The problem is the one resource IT lacks the most is time. To solve this problem, most data center managers will consider one of three solutions; re-consolidation around flash storage, storage virtualization or data virtualization.
Storage Consolidation – A Flash Fix?
A potential solution to the storage fragmentation problem is for the organization to try, once again, consolidating storage. This brings to mind the old saying “insanity is doing the same thing over and over and expecting a different result.” The “difference” this time is that the consolidated device is all-flash, which essentially solves the problem by treating all data as high value forever. For the data that is high value, flash is fine. For data that is not, storing on flash is a waste of budget. That makes storage consolidation using flash too expensive for most organizations.
Storage Virtualization – Answering the Wrong Question
Storage virtualization attempts to solve the problem by consolidating various storage hardware systems into a single storage software platform. It replaces all the features the IT team may actually like and integrate into their processes.
In addition the entire storage system has to be assigned to the storage virtualization engine, often as a block device. If your application calls for NAS or object storage, you are out of luck. Finally the storage virtualization is typically an in-line appliance, meaning it is in-between every I/O. In a hard disk era, the extra latency that the storage virtualization appliance may add is probably negligible. In an era of flash, it can be a significant problem. Also the inline design rules out the use of server side storage resources like PCIe flash or memory bus flash.
In many cases, storage virtualization is guilty of answering the question no one asks. The problem, again, is not with the underlying storage hardware’s software, it is making sure data is in the right place at the right time, preferably automatically. While some storage virtualization solutions will automatically move data from a flash storage system to a hard disk based storage system, the movement of data is not granular. The entire volume has to move, not just the specific sub-set of data.
Data virtualization is a more granular approach to moving data. It is also an out-of-band solution. It works much like a DNS server: applications ask the data virtualization engine where a certain data set is and it points the application to that data. From that point forward, the communication is directly between the application and storage.
Because it is out of band, this also means that data virtualization can be more agnostic as to location and storage type. It can point to data residing on a server, on a storage network or in the cloud. A key requirement for data virtualization is analysis and automation. These solutions should be able to analyze data and available hardware, and automatically determine which storage solution is best for which data set. This lays the framework for managing data by objectives instead of by which user is screaming the loudest.

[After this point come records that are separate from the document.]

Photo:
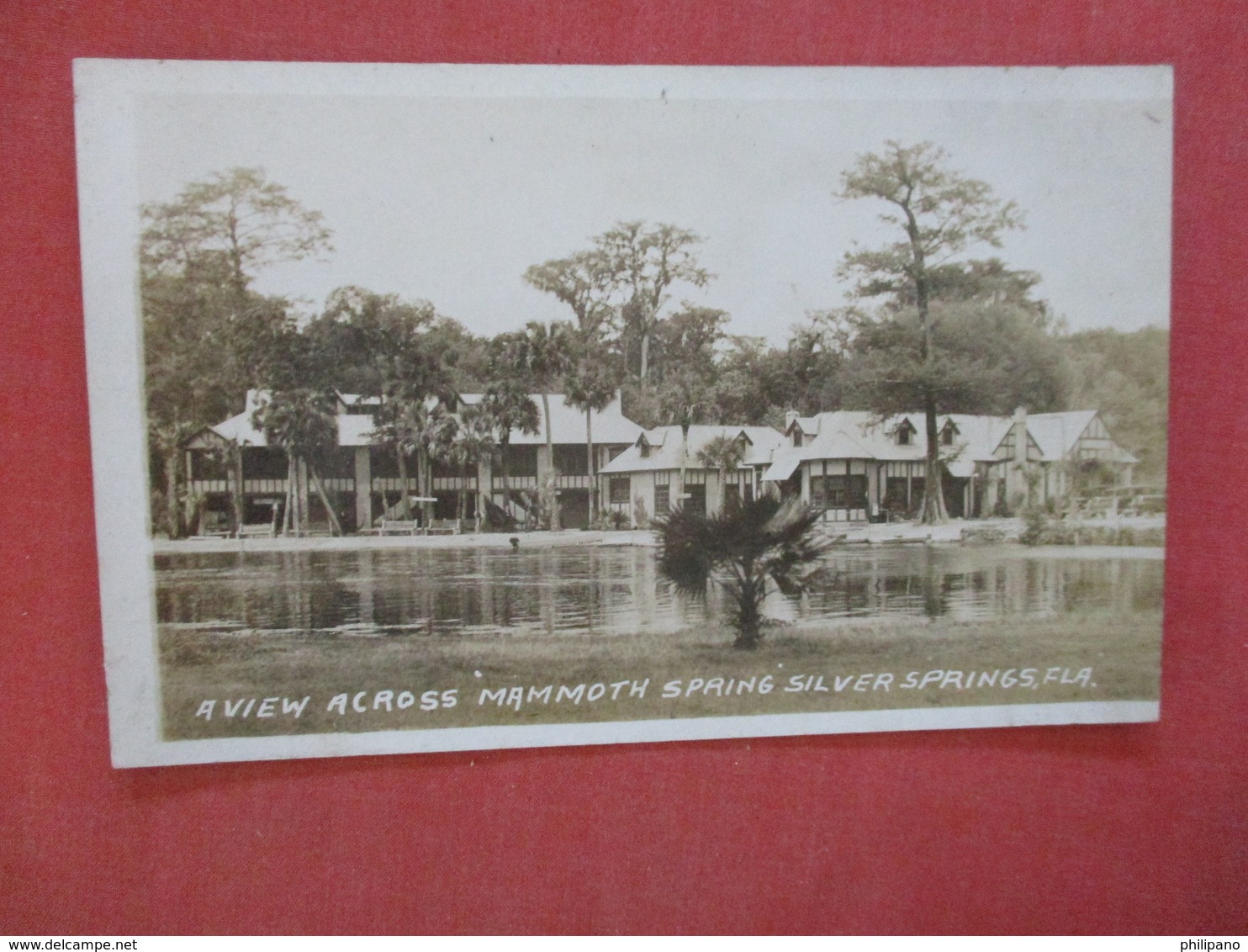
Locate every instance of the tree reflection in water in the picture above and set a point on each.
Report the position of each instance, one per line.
(614, 590)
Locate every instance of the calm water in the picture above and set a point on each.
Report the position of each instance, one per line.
(611, 590)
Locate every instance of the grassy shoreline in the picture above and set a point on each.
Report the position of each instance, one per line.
(1122, 652)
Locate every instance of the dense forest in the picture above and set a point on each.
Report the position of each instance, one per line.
(931, 330)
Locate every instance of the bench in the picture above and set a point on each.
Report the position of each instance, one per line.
(399, 526)
(256, 531)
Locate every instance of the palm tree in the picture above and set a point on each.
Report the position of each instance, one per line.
(544, 353)
(170, 442)
(302, 423)
(508, 408)
(724, 454)
(474, 441)
(590, 387)
(412, 428)
(742, 549)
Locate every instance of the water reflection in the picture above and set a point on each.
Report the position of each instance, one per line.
(611, 590)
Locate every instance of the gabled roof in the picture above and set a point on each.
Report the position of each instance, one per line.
(860, 435)
(355, 430)
(568, 423)
(665, 442)
(1057, 435)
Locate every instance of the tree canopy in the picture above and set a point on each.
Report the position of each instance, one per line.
(939, 214)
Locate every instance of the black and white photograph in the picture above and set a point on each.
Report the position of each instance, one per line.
(474, 407)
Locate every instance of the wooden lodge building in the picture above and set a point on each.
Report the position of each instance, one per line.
(362, 479)
(851, 464)
(644, 480)
(860, 468)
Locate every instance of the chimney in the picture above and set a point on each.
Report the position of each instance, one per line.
(1020, 426)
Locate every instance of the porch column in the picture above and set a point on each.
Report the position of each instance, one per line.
(363, 489)
(849, 516)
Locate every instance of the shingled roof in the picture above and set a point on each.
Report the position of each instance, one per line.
(663, 446)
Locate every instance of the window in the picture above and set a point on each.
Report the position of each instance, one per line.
(833, 492)
(696, 500)
(570, 459)
(662, 500)
(619, 489)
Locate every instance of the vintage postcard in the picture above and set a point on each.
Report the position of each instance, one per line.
(471, 407)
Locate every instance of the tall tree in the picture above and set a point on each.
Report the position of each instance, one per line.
(236, 217)
(542, 355)
(644, 263)
(301, 420)
(590, 386)
(508, 407)
(940, 214)
(205, 331)
(724, 454)
(584, 283)
(381, 346)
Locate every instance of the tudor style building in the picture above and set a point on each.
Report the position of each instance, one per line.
(362, 479)
(644, 480)
(858, 467)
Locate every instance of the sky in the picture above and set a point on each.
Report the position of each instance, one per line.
(449, 198)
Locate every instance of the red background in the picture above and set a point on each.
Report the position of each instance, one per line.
(1114, 828)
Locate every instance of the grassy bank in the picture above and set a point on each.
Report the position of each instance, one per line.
(863, 665)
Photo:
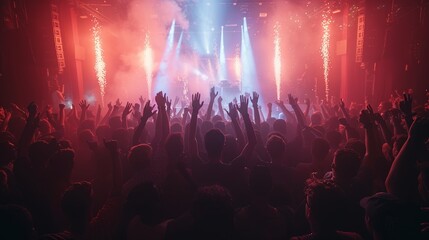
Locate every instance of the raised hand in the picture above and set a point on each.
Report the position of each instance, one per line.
(148, 111)
(136, 108)
(118, 103)
(341, 104)
(83, 105)
(406, 105)
(367, 117)
(160, 100)
(196, 105)
(232, 113)
(292, 101)
(280, 104)
(419, 130)
(111, 145)
(244, 103)
(168, 102)
(32, 109)
(213, 95)
(255, 99)
(142, 100)
(127, 110)
(176, 101)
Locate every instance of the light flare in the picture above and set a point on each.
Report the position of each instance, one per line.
(148, 63)
(277, 59)
(324, 49)
(100, 65)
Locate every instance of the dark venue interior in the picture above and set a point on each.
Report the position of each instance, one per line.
(214, 119)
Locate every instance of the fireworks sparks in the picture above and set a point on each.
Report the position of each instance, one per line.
(277, 58)
(237, 67)
(325, 51)
(100, 65)
(148, 63)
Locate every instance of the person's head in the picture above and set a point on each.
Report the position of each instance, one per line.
(174, 146)
(7, 153)
(356, 145)
(61, 164)
(122, 136)
(45, 127)
(387, 217)
(176, 128)
(319, 149)
(280, 126)
(145, 201)
(334, 138)
(213, 212)
(76, 204)
(220, 125)
(16, 223)
(230, 150)
(214, 141)
(140, 156)
(260, 181)
(275, 147)
(346, 164)
(103, 132)
(205, 127)
(324, 203)
(115, 122)
(39, 153)
(316, 119)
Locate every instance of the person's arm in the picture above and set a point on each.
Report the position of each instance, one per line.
(344, 110)
(108, 114)
(185, 117)
(233, 115)
(251, 136)
(84, 107)
(406, 107)
(168, 104)
(196, 106)
(307, 107)
(220, 107)
(402, 180)
(166, 119)
(254, 101)
(148, 112)
(290, 116)
(270, 110)
(387, 134)
(374, 158)
(127, 110)
(213, 95)
(98, 116)
(29, 129)
(262, 114)
(298, 112)
(6, 120)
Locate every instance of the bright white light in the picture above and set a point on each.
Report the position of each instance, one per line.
(148, 63)
(100, 65)
(277, 58)
(325, 52)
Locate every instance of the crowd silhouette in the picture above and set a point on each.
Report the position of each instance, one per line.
(207, 169)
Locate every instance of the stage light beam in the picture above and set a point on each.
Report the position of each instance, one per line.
(100, 65)
(277, 59)
(326, 36)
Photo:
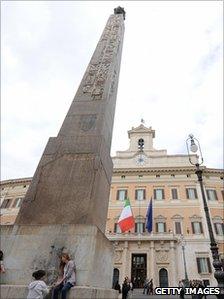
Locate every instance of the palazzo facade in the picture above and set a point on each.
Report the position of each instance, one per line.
(179, 225)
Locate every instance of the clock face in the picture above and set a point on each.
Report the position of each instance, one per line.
(141, 159)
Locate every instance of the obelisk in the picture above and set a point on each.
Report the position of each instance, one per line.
(72, 181)
(65, 207)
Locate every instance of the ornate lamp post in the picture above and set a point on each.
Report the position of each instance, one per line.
(183, 243)
(193, 146)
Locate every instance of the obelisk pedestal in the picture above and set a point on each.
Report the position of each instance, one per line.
(65, 208)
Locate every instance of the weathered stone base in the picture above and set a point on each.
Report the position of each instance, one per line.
(30, 247)
(20, 292)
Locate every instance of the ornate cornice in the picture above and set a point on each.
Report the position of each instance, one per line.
(15, 181)
(172, 170)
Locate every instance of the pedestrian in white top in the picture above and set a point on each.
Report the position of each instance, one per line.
(38, 288)
(69, 278)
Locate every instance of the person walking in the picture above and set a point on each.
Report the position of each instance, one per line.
(125, 288)
(145, 286)
(150, 288)
(2, 268)
(69, 277)
(181, 285)
(38, 288)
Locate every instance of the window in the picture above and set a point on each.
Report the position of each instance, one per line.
(159, 194)
(204, 265)
(117, 229)
(160, 227)
(197, 227)
(178, 228)
(139, 227)
(140, 144)
(222, 191)
(17, 202)
(191, 193)
(140, 194)
(174, 193)
(211, 194)
(219, 229)
(6, 203)
(122, 194)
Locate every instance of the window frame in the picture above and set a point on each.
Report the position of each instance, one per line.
(208, 191)
(200, 226)
(217, 230)
(172, 197)
(136, 194)
(164, 227)
(8, 204)
(163, 194)
(179, 222)
(208, 265)
(195, 193)
(125, 195)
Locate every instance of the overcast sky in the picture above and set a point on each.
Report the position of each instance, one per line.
(171, 74)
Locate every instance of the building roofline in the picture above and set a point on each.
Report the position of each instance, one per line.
(168, 170)
(13, 181)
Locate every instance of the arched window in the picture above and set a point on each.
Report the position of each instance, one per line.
(115, 276)
(117, 229)
(163, 278)
(139, 224)
(141, 144)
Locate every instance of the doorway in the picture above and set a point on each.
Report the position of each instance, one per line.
(163, 278)
(138, 270)
(115, 277)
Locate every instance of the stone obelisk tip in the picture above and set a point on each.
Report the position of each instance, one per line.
(120, 10)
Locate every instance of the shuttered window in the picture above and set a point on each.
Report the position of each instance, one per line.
(17, 202)
(197, 227)
(139, 227)
(211, 194)
(140, 194)
(159, 194)
(203, 265)
(160, 227)
(191, 193)
(122, 194)
(6, 203)
(178, 228)
(174, 193)
(219, 229)
(117, 229)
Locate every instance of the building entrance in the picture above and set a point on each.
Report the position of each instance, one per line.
(138, 270)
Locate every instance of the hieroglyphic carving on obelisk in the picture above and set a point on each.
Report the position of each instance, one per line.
(72, 182)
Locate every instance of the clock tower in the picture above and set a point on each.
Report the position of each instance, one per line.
(141, 152)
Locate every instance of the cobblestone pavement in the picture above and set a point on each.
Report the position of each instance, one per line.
(137, 294)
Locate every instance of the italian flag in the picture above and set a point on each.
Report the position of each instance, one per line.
(126, 220)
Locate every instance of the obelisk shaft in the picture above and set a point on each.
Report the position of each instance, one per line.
(72, 182)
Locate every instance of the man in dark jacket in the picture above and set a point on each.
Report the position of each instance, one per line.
(125, 288)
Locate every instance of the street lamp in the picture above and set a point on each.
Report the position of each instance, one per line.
(193, 146)
(183, 244)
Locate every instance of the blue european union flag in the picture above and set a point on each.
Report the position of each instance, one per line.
(149, 217)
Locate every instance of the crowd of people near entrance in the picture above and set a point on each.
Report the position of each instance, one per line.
(64, 282)
(195, 283)
(38, 288)
(128, 286)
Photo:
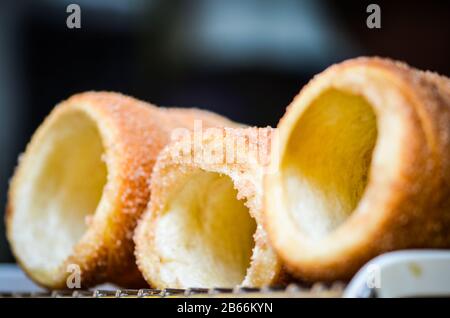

Storage fragmentation, at least from a hardware perspective, can be good for the enterprise. And in fact, “fragmentation” accurately describes the current storage situation at most enterprises today. The key to making fragmented ecosystem work efficiently is to make sure that data can move seamlessly between the various storage systems breaking down the silos, and allowing the characteristics (performance, capacity, price) of each system to be maximized. This is where data virtualization is emerging as an exciting new possibility.